# Bilko Demo Event-Loop Freeze — Root Cause, Fix & Hardening (2026-06-08, MC #103134)

# Bilko Demo Event-Loop Freeze — Root Cause, Fix &amp; Hardening (2026-06-08, MC #103134)

## 1. Incident Summary

**Date:** 2026-06-08  
**Service:** bilko-api-demo (Cloud Run, europe-north1, tribal-sign-487920-k0)  
**Live revision at incident:** bilko-api-demo-00139-b26 (git sha c8dfb6c)  
**MC:** [\#103134](#bkmrk-%2Ftmp%2Falai%2Fbilko-infr) (child of [\#103132](#bkmrk-%2Ftmp%2Falai%2Fbilko-infr))  
**Detected by:** CEO (Alem Basic) — no automated alerts existed

**Symptom:** POST /api/v1/auth/login and GET /api/v1/health intermittently returned HTTP 504 with server-side latency of exactly 59.999 s (Cloud Run hard timeout). Observed failure rate: 17–25% of requests. Both endpoints froze simultaneously on both Cloud Run instances. A manual container restart did not fix the issue.

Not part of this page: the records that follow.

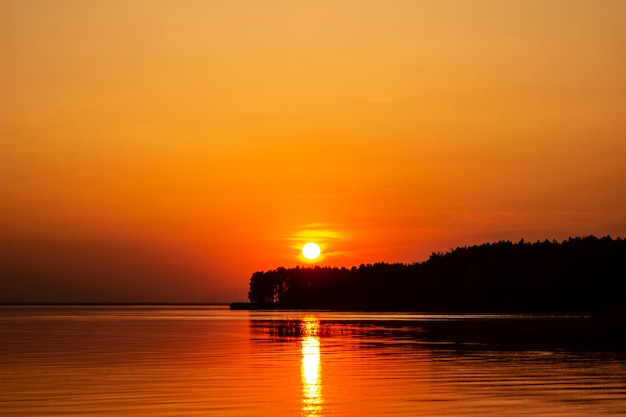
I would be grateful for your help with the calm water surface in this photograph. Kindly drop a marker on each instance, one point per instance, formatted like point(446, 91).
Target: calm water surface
point(210, 361)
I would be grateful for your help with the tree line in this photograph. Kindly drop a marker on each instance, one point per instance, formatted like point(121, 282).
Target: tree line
point(578, 275)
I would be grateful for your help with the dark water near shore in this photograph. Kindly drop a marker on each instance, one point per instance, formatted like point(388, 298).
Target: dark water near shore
point(210, 361)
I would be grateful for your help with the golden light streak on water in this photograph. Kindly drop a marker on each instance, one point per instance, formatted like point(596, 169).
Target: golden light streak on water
point(311, 369)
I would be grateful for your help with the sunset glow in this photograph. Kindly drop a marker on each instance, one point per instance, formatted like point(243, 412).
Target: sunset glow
point(166, 152)
point(311, 251)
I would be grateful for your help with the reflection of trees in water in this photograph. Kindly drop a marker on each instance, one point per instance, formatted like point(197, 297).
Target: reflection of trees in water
point(311, 368)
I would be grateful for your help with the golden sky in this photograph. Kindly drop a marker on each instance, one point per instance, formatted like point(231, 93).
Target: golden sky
point(165, 150)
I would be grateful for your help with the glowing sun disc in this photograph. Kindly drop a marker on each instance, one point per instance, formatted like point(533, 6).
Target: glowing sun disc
point(311, 250)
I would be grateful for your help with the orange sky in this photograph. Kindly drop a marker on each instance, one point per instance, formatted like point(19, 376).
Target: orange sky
point(164, 151)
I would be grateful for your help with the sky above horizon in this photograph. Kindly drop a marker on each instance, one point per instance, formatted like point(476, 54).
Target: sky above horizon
point(165, 151)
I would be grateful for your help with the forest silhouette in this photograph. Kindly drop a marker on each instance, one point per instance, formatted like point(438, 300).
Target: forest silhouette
point(580, 275)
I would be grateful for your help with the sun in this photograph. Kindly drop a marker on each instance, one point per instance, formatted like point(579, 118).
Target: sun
point(311, 251)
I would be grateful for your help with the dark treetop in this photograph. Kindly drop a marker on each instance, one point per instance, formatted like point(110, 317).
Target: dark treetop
point(578, 276)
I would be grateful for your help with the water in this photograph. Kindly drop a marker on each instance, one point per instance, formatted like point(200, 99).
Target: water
point(199, 361)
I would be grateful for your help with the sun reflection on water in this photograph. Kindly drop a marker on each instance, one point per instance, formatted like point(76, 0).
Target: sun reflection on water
point(311, 369)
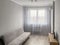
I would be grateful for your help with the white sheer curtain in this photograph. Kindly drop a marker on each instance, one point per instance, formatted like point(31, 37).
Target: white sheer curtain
point(37, 17)
point(38, 20)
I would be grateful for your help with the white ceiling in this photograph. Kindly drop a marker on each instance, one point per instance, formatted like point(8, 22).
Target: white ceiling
point(33, 3)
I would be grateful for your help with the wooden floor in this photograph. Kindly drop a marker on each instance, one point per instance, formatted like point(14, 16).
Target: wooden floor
point(37, 40)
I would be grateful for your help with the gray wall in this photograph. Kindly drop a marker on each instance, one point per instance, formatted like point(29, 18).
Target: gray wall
point(57, 19)
point(11, 16)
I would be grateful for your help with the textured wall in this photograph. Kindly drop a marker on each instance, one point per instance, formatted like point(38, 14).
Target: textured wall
point(11, 16)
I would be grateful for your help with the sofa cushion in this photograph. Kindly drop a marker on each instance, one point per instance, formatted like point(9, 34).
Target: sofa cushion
point(9, 36)
point(19, 40)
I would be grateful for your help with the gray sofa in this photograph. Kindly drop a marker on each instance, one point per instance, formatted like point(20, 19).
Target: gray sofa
point(16, 37)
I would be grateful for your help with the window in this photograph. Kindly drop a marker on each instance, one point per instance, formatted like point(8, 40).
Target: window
point(36, 16)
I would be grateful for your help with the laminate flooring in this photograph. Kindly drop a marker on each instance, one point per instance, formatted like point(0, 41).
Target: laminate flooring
point(37, 40)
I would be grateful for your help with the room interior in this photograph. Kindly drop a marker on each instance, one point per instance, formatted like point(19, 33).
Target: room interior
point(29, 22)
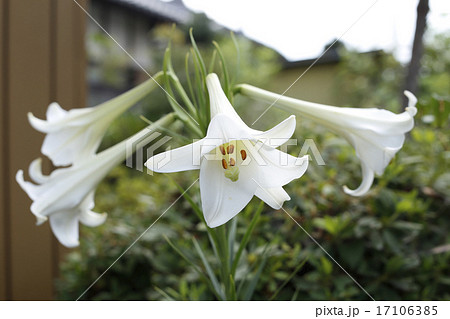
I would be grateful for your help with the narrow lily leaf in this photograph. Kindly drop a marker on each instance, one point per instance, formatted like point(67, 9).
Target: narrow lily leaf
point(232, 168)
point(296, 270)
point(232, 240)
point(232, 292)
point(66, 197)
point(246, 237)
point(188, 79)
point(179, 111)
point(200, 90)
point(375, 134)
point(209, 270)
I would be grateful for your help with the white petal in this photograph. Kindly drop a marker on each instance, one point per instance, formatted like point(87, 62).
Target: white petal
point(223, 199)
point(35, 171)
point(279, 168)
point(279, 134)
point(38, 124)
point(184, 158)
point(274, 197)
point(65, 227)
point(367, 180)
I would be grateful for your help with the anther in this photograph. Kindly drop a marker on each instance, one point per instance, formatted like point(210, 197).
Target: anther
point(224, 164)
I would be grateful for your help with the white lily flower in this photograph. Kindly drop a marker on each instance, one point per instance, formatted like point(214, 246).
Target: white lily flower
point(376, 134)
point(75, 135)
point(66, 196)
point(235, 162)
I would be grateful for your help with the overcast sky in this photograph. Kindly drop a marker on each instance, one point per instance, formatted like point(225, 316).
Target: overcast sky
point(299, 29)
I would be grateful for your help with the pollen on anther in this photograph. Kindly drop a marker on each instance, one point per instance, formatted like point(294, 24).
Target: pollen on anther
point(243, 155)
point(224, 164)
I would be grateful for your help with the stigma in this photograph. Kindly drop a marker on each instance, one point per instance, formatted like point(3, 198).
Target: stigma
point(232, 154)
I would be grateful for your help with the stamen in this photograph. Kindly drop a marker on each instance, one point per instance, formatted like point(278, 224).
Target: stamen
point(224, 164)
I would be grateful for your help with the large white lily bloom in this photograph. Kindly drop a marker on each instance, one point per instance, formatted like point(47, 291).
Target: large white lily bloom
point(235, 162)
point(75, 135)
point(66, 196)
point(376, 134)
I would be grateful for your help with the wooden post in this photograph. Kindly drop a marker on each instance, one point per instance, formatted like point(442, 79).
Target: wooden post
point(42, 60)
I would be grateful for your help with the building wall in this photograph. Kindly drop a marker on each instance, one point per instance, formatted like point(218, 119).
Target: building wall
point(42, 60)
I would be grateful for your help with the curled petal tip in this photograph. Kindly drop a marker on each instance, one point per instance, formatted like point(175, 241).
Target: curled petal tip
point(412, 101)
point(40, 219)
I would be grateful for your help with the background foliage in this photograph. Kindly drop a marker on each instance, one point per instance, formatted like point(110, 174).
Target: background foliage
point(394, 241)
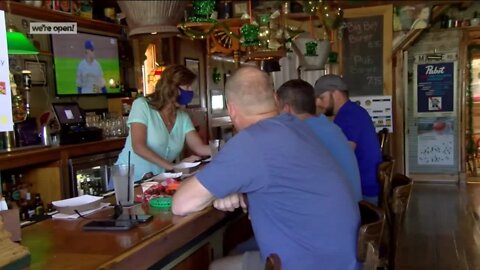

**Why restart did not help:** The blocking code paths are baked into the deployed image (c8dfb6c). The freeze re-triggers the moment any user navigates to Reports or Billing/Usage, which re-executes the same bare JDBC calls on the Netty event-loop thread.

---

## 2. Root Cause — Causal Chain

Source: 5-agent synthesis (petter-synthesis.md) + source-verified app-layer audit (dev-applayer.md) + data/storage audit (devops2-data.md).

### 2.1 Ktor Netty Thread Pool Exhaustion (Primary)

Ktor runs on Netty. On a 1-vCPU Cloud Run container with no `callGroupSize` set (main branch pre-fix), Netty defaults to approximately 2 call-handling threads. With `containerConcurrency=8`, Cloud Run routes up to 8 simultaneous requests into the container, all competing for those 2 threads.

Any route that executes a bare `orgTransaction()` call — not wrapped in `dbQuery{}` — runs its JDBC work directly on the Netty call thread, blocking it for the duration of the DB round-trip (10–100 ms typical, up to 30 s if HikariCP must wait for a pool slot). With only 2 call threads and 8 concurrent slots, two simultaneous requests to a bare-orgTransaction route exhaust both call threads. The event loop is frozen.

**Confirmed bare orgTransaction sites on main at incident time:**

<table id="bkmrk-fileline%28s%29route-rep"><thead><tr><th>File</th><th>Line(s)</th><th>Route</th></tr></thead><tbody><tr><td>ReportRoutes.kt</td><td>26</td><td>GET /reports (country lookup)</td></tr><tr><td>ReportRoutes.kt</td><td>240</td><td>GET /reports/kpo (country pre-check)</td></tr><tr><td>ReportRoutes.kt</td><td>264</td><td>GET /reports/kpo/export/pdf (country pre-check)</td></tr><tr><td>ReportRoutes.kt</td><td>285</td><td>GET /reports/kpo/export/xlsx (country pre-check)</td></tr><tr><td>BillingRoutes.kt</td><td>214</td><td>GET /billing/usage (plan tier + invoice count)</td></tr><tr><td>MarketRoutes.kt</td><td>2 sites</td><td>resolveMarketPlugin call sites</td></tr><tr><td>ResourceAccessFilter.kt</td><td>multiple</td><td>Per-request security filter</td></tr><tr><td>Authentication.kt</td><td>impersonation path</td><td>Per impersonation request</td></tr></tbody></table>

### 2.2 PermissionService.loadFromDb — New RBAC Blocking Call (Critical, Entra cutover)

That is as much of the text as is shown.